第49章  悲しみを忘れるための旅 (前編)

A CHANGE OF SCENE TO FORGET SORROW

 

 完全に自由の身になると、よその国へ、どこであっても構わないからとにかく気分転換ができる場所へ行きたい、という気持ちがムクムクと沸いてきた。 

サンフランシスコの数多い知人たちに想いを馳せたり、湾の対岸にあるオークランドで暮らす夫の親戚たちを思い出したり。

そんなこんなであの街に出かけようと決め、私は早速ひそかに準備に取り掛かった。

 

1896年12月5日、朝食のあと仲良しのキア・ナハオレルア夫人とともにドール大統領の屋敷へ馬車で出向いた。

入っていくと、彼は椅子から立ち上がり、さっと私に近寄って手を差し出したので私はその手を取った。

私たちに椅子をすすめ、彼は私に「こんなに早い時間からわざわざ足を運んでくださるとは光栄の限り、いかなる御用でしょう?」と尋ねた。

 

私は、サンフランシスコへ旅をしようと思って、と話した。

サンフランシスコよりさらに先にいくつもりかと彼が聞くので、多分ボストンの街にいる親戚を訪ねると思う、と答えた。

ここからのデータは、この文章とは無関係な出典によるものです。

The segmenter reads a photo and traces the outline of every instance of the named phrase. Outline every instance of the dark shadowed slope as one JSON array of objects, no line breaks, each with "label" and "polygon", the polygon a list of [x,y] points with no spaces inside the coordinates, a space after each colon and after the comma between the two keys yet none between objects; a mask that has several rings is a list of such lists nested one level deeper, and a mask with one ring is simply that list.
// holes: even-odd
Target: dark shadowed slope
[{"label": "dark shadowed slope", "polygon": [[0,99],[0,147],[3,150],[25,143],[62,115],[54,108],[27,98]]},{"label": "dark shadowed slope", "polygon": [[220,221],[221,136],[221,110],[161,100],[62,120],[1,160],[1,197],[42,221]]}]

それからもしかしたら大西洋を渡って、英国にいる姪のカイウラニ王女のところもいくかもしれないと付け加えた。

 

それを聞いてドールは妻を呼んだ。

すぐに彼女は部屋に入ってきて私に如才なく笑って挨拶をした。

にこやかな会話の中で夫妻は私を非常に心配し気遣ってくれた。

冬の真っ只中にそんな場所へ旅をするなんて、と。

ボストンの気候は、彼らがいうには、とんでもなく厳しいものだ。

特に馴染みのない者にとっては恐ろしく寒いので、彼らは彼の地の冬がどれほど危険か、くれぐれも準備を怠らぬように注意するよう言った。

彼らの親切な心遣いにお礼を言い、私はいとまを告げた。

 

大統領は非常に慇懃に私を馬車までエスコートしてくれて、私と同行の人たちの分の旅券も外務省から届けましょうと自分の方から申し出てくれた。

そうして馬車が庭から出ていくときには彼は丁寧にお辞儀までして、私たちを見送った。

 

 帰る途中、従兄弟カラニアナオレ王子(訳注:①)に旅立ちの挨拶をして、私は自宅に戻った。

自宅にはほんのちょっと立ち寄るだけのつもりだった。

が、フイ・カライアイナのD・カラウオカラニ議長とウィリアム・ホワイト、それに女性愛国連盟中央委員会の議長をしているジョセフ・ナヴァヒ夫人が私を待っていた。

3人は私が今すぐにも出発するところであるのを知り、さすがに驚いた様子だった。

だが私のトランクも荷物もすぐに運ばれるばかりの状態だったので、私の考えに黙って賛意を示してくれた。

 

 

    左から、David Kalauokalani,      William Pūnohu White,              Emma Nāwahī

 

 

 手短な説明と指示をやりとりしたあと、家内のみんなにお別れの挨拶を伝え、私たち一行は埠頭へ向かった。

埠頭に着くとJ・O・カーター卿の姿が目に入った。

夫人と家族と一緒に私を見送ろうと待っていたのだ。

他にも数名の友人がいた。

本当にわずかな人数だったのは、私がわざと自分の出発を口外しないでおいたためだ。

インディペンデント紙社主のF・J・テスタ氏と握手したが、彼は私に会って本当にびっくりしたようだった。

そうして船の側面を上に伝う舷門を、カーター氏に付き添われて登った。

 

 私に割り当てられた部屋をちょっと見てから甲板に戻ると、ジョージ・C・ポッター少佐(ドールの支持者)がすでにそこにいて、私の旅券を差し出した。

外務大臣W・O・スミスの署名で、ハワイのリリウオカラニに対しハワイ政府の保護のもと国外往来の許可を与え、またハワイ政府の代表者すべてに私を保護するよう求めるものだった。

 

 だが一つ、どうしても気になったのは、この書類を作るに際して夫、ドミニス知事の姓が記載されていなかったことだ。

連中がかつて例のあの書類に私に何がなんでも署名させようとしたその名前を組み合わせた結果、全く私の名前でもなければ私の法的効力を持つ署名でもなくなってしまったあの名前が。

連中はそのことに気づかなかったのだろうか。

私がしたことになっている「王権放棄」に彼らが要求したあの署名は一体どうなってしまったのだろうか?

 

旅券は私に随行するジョセフ・ヘレルへとキア・ナハオレルア夫人のぶんもあった。